Collusion among suppliers to jack up prices should be punished, since it undermines the competitiveness our markets rely on, but it's only prudent for the people and companies who supply essential products and services to hedge against present or future disruptions by raising prices. Most libertarians (I'm not one) dispute that the concept of price gouging is useful and argue that suppliers should be able to charge whatever price they want at any time, and theoretically I agree. The problem is that, as with many libertarian theories, in practice price gouging can lead to the breakdown of civil order; once violence erupts, suppliers may be robbed and killed, and it's unlikely that anyone can accurately account for the cost of that possibility when they're setting prices. The Wikipedia entry on price gouging gives four reasons why anti-gouging laws are a good idea, even in a free market:
In a market economy, laws against price gouging are justified as a valid exercise of the police power to preserve order during an emergency, and may be combined with anti-hoarding measures. The usual argument is fourfold.1. The community as a whole may well possess sufficient stocks to sustain it through the emergency, provided that panic can be avoided. Sharp increases in price may trigger such panic.

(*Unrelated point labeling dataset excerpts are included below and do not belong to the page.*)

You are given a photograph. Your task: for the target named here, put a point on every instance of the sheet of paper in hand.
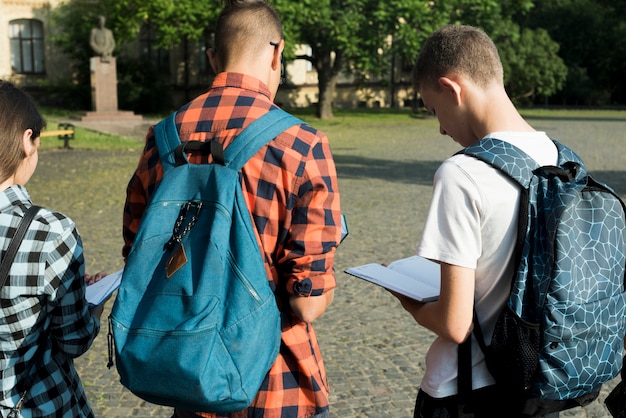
(102, 289)
(415, 277)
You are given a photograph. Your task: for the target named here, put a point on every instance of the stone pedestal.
(104, 93)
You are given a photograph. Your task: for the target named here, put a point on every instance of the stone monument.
(103, 71)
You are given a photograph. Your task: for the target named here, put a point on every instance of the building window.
(159, 58)
(27, 53)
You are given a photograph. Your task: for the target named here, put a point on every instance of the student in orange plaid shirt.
(290, 186)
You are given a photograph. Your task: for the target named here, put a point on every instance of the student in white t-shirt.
(471, 225)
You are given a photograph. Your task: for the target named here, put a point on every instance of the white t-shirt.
(472, 222)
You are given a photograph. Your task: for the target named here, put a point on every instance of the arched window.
(27, 52)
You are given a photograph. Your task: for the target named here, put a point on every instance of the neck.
(497, 113)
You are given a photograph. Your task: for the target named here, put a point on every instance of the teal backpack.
(561, 334)
(195, 322)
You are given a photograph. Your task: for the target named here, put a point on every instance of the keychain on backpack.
(179, 258)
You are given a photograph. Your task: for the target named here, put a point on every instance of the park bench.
(65, 133)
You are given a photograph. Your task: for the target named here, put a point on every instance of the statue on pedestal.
(102, 41)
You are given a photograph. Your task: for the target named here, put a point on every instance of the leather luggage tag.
(176, 261)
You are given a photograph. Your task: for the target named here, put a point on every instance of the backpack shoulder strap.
(257, 134)
(247, 143)
(167, 139)
(16, 240)
(506, 157)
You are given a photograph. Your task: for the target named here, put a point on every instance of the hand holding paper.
(99, 292)
(414, 277)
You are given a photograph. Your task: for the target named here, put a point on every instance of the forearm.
(308, 309)
(450, 317)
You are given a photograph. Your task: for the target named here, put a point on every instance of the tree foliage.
(570, 49)
(592, 39)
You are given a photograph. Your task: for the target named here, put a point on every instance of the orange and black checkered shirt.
(290, 186)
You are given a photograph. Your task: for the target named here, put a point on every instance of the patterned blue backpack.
(561, 334)
(195, 322)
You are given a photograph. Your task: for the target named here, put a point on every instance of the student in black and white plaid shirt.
(45, 321)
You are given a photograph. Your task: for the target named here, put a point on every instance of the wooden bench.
(65, 132)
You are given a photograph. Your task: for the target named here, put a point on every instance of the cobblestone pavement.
(373, 351)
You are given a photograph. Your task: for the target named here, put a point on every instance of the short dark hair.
(17, 114)
(461, 49)
(244, 26)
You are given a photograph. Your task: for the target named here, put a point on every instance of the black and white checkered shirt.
(44, 318)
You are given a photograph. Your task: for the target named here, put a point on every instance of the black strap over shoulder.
(16, 240)
(204, 147)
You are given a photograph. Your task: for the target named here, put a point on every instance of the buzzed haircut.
(244, 26)
(458, 49)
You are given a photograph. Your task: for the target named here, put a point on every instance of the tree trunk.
(327, 80)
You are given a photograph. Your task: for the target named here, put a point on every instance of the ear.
(28, 143)
(452, 86)
(213, 60)
(278, 50)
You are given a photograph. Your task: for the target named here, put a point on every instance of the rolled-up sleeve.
(315, 227)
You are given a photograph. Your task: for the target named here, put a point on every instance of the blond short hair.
(458, 49)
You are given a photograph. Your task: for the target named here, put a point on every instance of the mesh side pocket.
(513, 356)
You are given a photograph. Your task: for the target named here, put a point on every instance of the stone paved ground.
(374, 352)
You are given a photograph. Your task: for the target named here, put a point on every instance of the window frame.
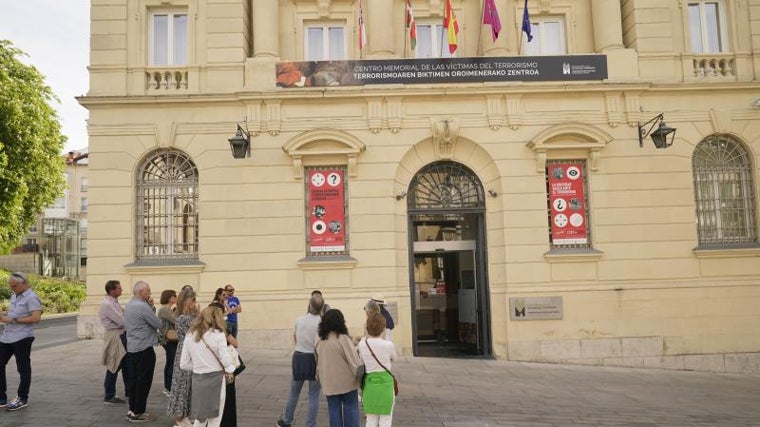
(586, 205)
(149, 195)
(325, 27)
(538, 30)
(721, 31)
(310, 254)
(170, 60)
(435, 41)
(711, 213)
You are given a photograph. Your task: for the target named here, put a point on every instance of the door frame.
(478, 247)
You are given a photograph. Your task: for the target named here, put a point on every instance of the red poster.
(326, 211)
(568, 210)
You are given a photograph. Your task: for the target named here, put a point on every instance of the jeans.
(295, 392)
(142, 365)
(110, 382)
(343, 409)
(21, 350)
(171, 351)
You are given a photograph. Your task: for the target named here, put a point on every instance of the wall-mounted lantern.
(240, 144)
(663, 137)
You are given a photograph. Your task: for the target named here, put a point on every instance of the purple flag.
(491, 17)
(526, 22)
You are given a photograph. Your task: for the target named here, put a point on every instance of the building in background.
(498, 192)
(56, 244)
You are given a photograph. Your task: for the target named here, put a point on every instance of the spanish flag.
(451, 25)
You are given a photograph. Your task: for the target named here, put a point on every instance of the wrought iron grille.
(445, 185)
(724, 193)
(167, 208)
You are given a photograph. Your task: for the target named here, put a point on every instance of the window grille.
(445, 185)
(167, 208)
(724, 193)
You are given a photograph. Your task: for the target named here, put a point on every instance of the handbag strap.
(366, 341)
(214, 353)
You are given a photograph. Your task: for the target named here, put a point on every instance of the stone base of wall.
(634, 352)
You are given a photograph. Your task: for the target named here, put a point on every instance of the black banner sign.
(442, 70)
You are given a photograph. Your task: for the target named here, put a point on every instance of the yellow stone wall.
(648, 295)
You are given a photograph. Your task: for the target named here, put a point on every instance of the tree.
(31, 165)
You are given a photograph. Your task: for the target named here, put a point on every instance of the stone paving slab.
(67, 392)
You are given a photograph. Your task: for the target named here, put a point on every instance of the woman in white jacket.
(205, 353)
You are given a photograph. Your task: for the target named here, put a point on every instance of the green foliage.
(31, 165)
(57, 295)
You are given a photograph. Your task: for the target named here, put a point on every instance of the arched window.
(167, 208)
(445, 185)
(724, 192)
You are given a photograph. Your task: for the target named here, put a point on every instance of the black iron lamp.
(663, 137)
(240, 144)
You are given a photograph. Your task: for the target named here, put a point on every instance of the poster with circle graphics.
(567, 201)
(326, 210)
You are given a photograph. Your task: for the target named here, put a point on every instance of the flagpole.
(481, 50)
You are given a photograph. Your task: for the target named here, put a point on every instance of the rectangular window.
(548, 37)
(432, 42)
(326, 211)
(325, 43)
(168, 38)
(567, 204)
(707, 26)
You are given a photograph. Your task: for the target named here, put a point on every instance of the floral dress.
(179, 399)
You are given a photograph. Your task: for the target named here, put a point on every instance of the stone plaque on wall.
(535, 308)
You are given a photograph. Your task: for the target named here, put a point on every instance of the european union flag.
(526, 22)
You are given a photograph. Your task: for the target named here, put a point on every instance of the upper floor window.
(168, 38)
(432, 42)
(724, 193)
(707, 26)
(167, 208)
(548, 37)
(325, 43)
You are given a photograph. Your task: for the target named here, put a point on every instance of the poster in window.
(567, 200)
(326, 210)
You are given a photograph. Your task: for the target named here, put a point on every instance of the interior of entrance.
(445, 286)
(445, 304)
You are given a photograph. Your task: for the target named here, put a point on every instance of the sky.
(55, 34)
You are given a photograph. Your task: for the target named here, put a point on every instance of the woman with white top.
(205, 353)
(378, 393)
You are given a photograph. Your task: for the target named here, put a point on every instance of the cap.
(378, 298)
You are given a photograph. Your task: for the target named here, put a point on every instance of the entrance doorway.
(448, 279)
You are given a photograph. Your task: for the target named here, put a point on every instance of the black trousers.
(142, 364)
(21, 350)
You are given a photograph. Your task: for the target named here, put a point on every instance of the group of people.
(338, 366)
(200, 369)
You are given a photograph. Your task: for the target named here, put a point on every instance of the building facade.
(499, 195)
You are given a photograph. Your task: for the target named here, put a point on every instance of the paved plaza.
(67, 391)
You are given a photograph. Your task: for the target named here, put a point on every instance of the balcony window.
(432, 42)
(548, 37)
(325, 43)
(168, 38)
(707, 27)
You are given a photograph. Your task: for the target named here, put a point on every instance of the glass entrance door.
(447, 287)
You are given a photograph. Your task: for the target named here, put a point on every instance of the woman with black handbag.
(378, 390)
(205, 353)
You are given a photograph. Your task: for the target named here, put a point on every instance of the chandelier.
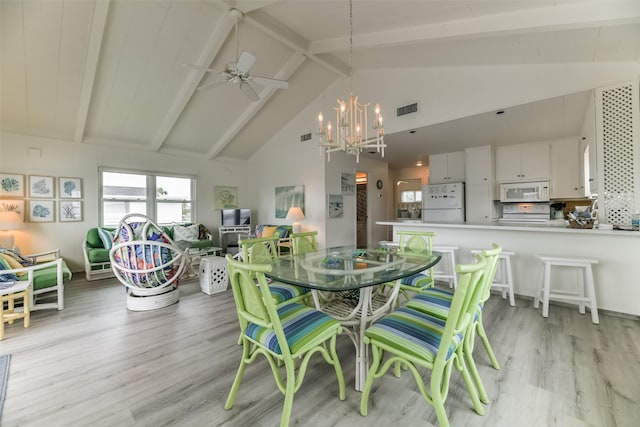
(351, 133)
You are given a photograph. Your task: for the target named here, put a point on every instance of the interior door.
(361, 210)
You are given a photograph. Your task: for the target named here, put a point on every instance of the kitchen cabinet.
(479, 188)
(446, 168)
(479, 203)
(522, 162)
(566, 174)
(588, 147)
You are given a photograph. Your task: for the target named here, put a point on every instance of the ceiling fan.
(238, 72)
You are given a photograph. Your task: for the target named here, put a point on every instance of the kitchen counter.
(502, 226)
(618, 252)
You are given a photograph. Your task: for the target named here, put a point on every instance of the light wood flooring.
(97, 364)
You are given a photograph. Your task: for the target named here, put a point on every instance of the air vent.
(305, 137)
(407, 109)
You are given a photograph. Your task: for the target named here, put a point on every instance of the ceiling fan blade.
(245, 62)
(211, 85)
(249, 92)
(198, 67)
(266, 81)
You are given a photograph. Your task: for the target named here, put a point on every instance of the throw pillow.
(8, 277)
(106, 237)
(268, 231)
(12, 263)
(189, 234)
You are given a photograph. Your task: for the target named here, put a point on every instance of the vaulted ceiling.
(112, 72)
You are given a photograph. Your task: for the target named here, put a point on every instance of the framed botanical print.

2. When people's resources are strained by a situation beyond ordinary prudence, the corrective tendencies of the market are too slow and communication too uncertain.
3. In an emergency, ordinary legal protections are impractical. Thus, refusing to sell lumber at an advertised price may constitute fraud and refusing to honor a reservation may constitute a tort, but the harm is likely to be irreparable long before a case can be brought.
4. Regardless of theory, when people become desperate, public order becomes precarious. Emergency services are likely to be strained by both increased need and reduced capacity. Riots by otherwise law-abiding citizens could prove overwhelming.
Though most libertarians hate to admit it, there are cases on the fringe of experience in which the survival of the group depends on limiting the freedoms of some of its members. Yes, it's a slippery slope; welcome to real life.